Friday 6 November 2009

These Things Take Time for Cunning Linguists - from October 2009's Hullfire (who said I had to upload in chronological order?)

Hull's Drama Department is definitely not playing it safe this month.

There is a wealth of plays that the Drama Department could choose to perform, classics that have been tried and tested (and done to death) or well-known, safe favourites that are hard to get wrong onstage. But University is a place to learn, to develop, to be brave and daring, to innovate. Rather than take an easy option with an established writer, the Department is giving its stage to two new, young student writers who will also direct their work.

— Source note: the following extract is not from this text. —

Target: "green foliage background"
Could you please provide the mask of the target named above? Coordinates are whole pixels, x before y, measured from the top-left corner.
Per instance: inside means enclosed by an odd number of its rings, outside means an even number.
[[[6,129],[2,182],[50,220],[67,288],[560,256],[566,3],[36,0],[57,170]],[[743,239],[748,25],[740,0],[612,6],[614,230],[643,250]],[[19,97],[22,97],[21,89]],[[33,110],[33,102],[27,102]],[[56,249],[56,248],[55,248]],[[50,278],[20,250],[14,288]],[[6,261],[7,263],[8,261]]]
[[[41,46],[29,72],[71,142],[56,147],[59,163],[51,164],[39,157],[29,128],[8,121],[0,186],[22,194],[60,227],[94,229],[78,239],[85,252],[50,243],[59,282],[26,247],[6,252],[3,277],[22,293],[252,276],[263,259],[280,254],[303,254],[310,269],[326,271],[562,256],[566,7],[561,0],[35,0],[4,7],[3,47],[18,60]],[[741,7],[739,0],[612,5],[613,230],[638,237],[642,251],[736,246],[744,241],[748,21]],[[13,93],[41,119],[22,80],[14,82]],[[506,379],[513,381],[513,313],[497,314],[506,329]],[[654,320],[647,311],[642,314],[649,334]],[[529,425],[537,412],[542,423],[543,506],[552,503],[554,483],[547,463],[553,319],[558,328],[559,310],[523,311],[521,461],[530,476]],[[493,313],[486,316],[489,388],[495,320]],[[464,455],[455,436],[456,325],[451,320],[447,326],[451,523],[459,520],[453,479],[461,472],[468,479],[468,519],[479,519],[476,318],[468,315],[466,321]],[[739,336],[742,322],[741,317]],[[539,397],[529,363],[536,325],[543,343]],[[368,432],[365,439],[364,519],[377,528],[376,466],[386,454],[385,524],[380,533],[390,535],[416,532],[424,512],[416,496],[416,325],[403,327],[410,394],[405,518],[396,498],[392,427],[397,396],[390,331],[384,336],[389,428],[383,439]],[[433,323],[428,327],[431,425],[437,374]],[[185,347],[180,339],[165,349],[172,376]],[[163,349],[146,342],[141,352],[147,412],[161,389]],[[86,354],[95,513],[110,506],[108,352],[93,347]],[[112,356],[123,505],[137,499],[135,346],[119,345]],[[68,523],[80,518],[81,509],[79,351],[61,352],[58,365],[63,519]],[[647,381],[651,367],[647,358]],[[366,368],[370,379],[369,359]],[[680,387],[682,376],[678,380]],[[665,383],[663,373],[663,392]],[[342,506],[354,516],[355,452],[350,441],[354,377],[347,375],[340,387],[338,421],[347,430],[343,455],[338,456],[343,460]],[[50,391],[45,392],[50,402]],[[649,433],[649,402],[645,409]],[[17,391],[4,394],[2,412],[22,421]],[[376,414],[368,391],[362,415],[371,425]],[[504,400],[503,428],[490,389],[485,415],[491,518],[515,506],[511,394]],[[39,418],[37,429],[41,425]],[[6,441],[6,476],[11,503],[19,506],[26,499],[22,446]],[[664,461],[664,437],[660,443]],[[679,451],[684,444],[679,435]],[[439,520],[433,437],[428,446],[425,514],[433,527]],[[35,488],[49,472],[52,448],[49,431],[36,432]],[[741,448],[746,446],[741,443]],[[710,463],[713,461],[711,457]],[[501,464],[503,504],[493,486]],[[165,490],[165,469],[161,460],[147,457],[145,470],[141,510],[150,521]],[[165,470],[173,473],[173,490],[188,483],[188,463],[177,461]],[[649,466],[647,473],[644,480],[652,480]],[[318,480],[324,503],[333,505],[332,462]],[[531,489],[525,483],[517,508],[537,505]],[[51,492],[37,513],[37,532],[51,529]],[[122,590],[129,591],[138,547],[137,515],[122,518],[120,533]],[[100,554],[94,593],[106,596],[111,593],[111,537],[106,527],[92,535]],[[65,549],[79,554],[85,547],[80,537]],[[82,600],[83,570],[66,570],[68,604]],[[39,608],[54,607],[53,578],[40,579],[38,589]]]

At the end of October, Samuel Lannacombe Oliver's These Things Take Time will play alongside Thomas E. Peel's Cunning Linguists [later changed to The Various Voices of a Cunning Linguist] as a double-bill. Both shows will run each night, one after the other, which presents its own set of challenges to the casts and crew. Most challenging for Oliver is condensing his full-length play down to an hour: “I'd already finished the script before I was given the slot, and it was over an hour long. so I've had to do a lot of cutting. I've got rid of bits I quite liked, but the constant re-reading does mean I've cut bits that were rubbish and put in better bits.” Sharing the performance space each night means that both shows are low on set and have a split budget – two challenges Peel highlights along with saying that “the pressure is on due to the fact that we have written the scripts - the buck stops with us as writers and directors.”

Oliver sums up his play as being about “struggling to write, girls and weird friends”. It centres on Lloyd Karamazov, a TV writer hired to spice up a show's failing second series, and earned Oliver a First in the Scriptwriting Module – so it must be good! He quotes as inspiration things like Jeffrey Brown's 'Girlfriend' trilogy, Mary Chase's Harvey, Fear of Projection, The Goon Show, High Fidelity, Brief Encounter, The Philadelphia Story, Kind Hearts and Coronets, All About Eve and Buster Keaton films. Style-wise, it's an “amalgamation of all the things that inspired me when writing the play. So I hope that the final performance will be a mix of all the styles I've enjoyed, in an exciting and accessible way. Oh, and there's some creative swearing.”

Peel's play is harder to pin down, “I think my play's called Cunning Linguists, I say 'think', as it hasn't named itself yet. My friend suggested Cunning Linguists which seemed witty enough, but perhaps one day it will stop its tantrum and tell me what it wants to be called.” As the plot revolves around not a love triangle but a 'love scribble' and manipulation of language – using language as an “art form that very few people take the trouble to master” - with healthy doses of sex and lust, that seems a very appropriate title. Say it quickly and spot the innuendo in a phrase that's about wordplay – like a pun within a pun. It's inspired by things like “ Wilde, G.B Shaw, pre-Raphealites, aestheticism, Terry Pratchett, Johnny Cooper Clarke, Morrissey, Simon Armitage and films like Rebel Without a Cause, West Side Story, Johnny Got His Gun, The Great Escape, Pygmalion/My Fair Lady.”

Both writers have drawn on a little autobiographical material for their plays – Peel describing his as “basically the two voices in my head put into a story.” One is “driven, knows not what he wants but that he wants something different from everybody else” while the other is “ racked by insecurities, he is repressed but only by himself, and feels like he is an echo inside his own skin.” Alongside such characters, it's easy to see why Peel claims his script “shits on the liberal types in the same sentence as the conservative types.” Oliver's gentler, lightly self-deprecating approach means that his play avoids being “boring and full of awkward misunderstandings and tentative accidents (like my own life)” by being “exciting and full of awkward misunderstandings and tentative accidents (unlike my own life) with amusing characters and the like.”

I asked both men why we should go and see their double bill. Peel says that one of his characters can “bring societal conventions and norms and throw them on their head - he has some odd views which are bound to cause controversy, especially with you ladies.” Then there's “seeing a monkey-hanger (a Hartlepoolian) in a thong, the best chat-up line in the world, the worst puns in the world, being able to tell me exactly what you thought about it after over a pint, and if all goes to plan the longest beer-funnel you will probably ever see” not to mention the after-show party.

Oliver answered: “a theatrical double bill is quite a unique experience. One ticket: two plays. Isn't that nice? These Things Take Time should be seen because it's good fun. a quick-paced romp through all the little trials and tribulations we face from friendly colleagues, aggravating co-workers, pretty strangers and wishful fantasies. Also, I have a very good-looking cast and there may be partial nudity...which is always a seller.”

Both shows have already been learning curves for their writers, which means they've achieved part of their purpose. The final part is for them to entertain the masses, you lot. So, an opportunity to take in some culture, to support not only the learning of fellow students but also their future careers, and some possible nudity (which always perks an evening up). Add in an after-show party on the Saturday, and this could be a perfect student night out.